En cuanto al método para caracterizar al Estado revolucionario, Lenin ha dejado enseñanzas insuperables. Caracterizó al Estado emergente de la Revolución de Octubre como “un Estado burgués sin burguesía”, donde “la clase obrera es semidirigente y semioprimida”. En definitiva, un Estado en transición, aun burgués por la negativa, cuyo carácter de clase está determinado por su dirección política y por las perspectivas históricas que abre; más adelante, a partir de las concesiones de mercado, se referiría a “un capitalismo de Estado”, donde el Estado creado por la Revolución confronta con las clases capitalistas (esencialmente, el campesinado acomodado y a través de él con el mercado capitalista mundial). Una revolución proletaria en un país de desarrollo capitalista ultravanzado, iniciaría el tránsito del socialismo al comunismo; sería, además, inmediatamente internacional. En un país relativamente atrasado, inicia un tránsito del capitalismo al socialismo, condicionado, al menos en última instancia, al desarrollo de una revolución internacional. Toda expropiación del capital es una medida históricamente revolucionaria, pero esto no le da un carácter revolucionario a la ocupación de Polonia en el acuerdo Stalin-Hitler, ni al sometimiento de los Estados ocupados por la URSS en la segunda guerra mundial, donde el capital fue expropiado por una acción ‘desde arriba’. La dialéctica de la historia abunda en este tipo de contradicciones; no entenderlas llevaría al dirigente trotskista griego Michel Pablo a asegurar que el pasaje al socialismo mundial sería la consecuencia de sucesivas acciones confiscatorias de parte de la burocracia stalinista, en una guerra a muerte de ella con el imperialismo. O llevaría al historiador Isaac Deustcher a apoyar la represión de los obreros de la construcción de Berlín, que protestaban contra la superexplotación laboral, por parte del ejército ruso en 1953. Deustcher entendía la extensión del socialismo en el mundo “à la Napoleón”, quien emprendió la imposición imperial del derecho burgués en la Europa feudal por medio del ejército francés.
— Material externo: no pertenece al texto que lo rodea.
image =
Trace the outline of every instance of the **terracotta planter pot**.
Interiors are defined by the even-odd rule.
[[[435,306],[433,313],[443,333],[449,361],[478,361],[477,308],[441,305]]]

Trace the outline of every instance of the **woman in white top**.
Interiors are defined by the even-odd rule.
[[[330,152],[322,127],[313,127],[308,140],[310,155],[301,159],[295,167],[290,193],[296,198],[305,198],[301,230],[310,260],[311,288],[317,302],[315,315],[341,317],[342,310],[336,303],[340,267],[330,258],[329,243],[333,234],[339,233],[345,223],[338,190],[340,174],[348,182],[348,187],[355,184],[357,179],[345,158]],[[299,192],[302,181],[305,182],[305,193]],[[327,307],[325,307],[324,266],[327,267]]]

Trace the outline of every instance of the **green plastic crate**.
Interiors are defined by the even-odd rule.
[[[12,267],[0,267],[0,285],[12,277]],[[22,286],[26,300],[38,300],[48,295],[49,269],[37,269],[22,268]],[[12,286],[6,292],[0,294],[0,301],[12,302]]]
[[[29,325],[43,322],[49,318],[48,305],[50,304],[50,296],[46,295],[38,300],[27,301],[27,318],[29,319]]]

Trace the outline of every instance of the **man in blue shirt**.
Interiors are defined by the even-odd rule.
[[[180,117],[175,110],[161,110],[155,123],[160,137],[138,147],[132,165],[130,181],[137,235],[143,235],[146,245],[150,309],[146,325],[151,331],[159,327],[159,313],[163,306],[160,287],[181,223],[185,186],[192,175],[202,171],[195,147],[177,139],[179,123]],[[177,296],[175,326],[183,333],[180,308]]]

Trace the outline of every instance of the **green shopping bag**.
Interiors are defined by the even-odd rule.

La cuestión de la dirección política no fue descuidada en torno a la Revolución Cubana, como tampoco podía ser de otra manera. Para ‘hacer’ la revolución, se sostuvo, era necesario un “foco armado”, no un partido, y menos un partido obrero. Esto provocó una onda de “guerrillerismo internacionalista”, con una ola consecuente de derrotas, donde tampoco importaba el programa; el “foco” de los Montoneros tenía el propósito de liquidar el Cordobazo mediante el retorno de Perón. La Revolución se hizo cargo de los sindicatos para controlarlos, ante el vacío dejado por la burocracia sindical “mujalista’, por Eusebio Mujal, un agente de Batista; fue el terreno para la injerencia del aparato stalinista y la estatización sindical. Llama la atención el poco lugar, o incluso ninguno, que juega la independencia y la democracia de los sindicatos en los debates que se desarrollan en la actualidad entre la oposición. No se trata de prefigurarlos jurídicamente, sino de cómo alimentar el desarrollo de una dirección obrera clasista en base a un programa de reivindicaciones. Al final, la llamada cuestión del partido derivó en la fusión del ML26 y el aparato stalinista, como un complemento fatal de la integración de Cuba al campo institucional organizado por la burocracia rusa en Europa del este. El partido comunista de Cuba no ha sido realmente un partido, es sólo un aparato, una correa de transmisión del Estado, que jamás tuvo la práctica de un partido con debates, discusiones y fracciones públicas.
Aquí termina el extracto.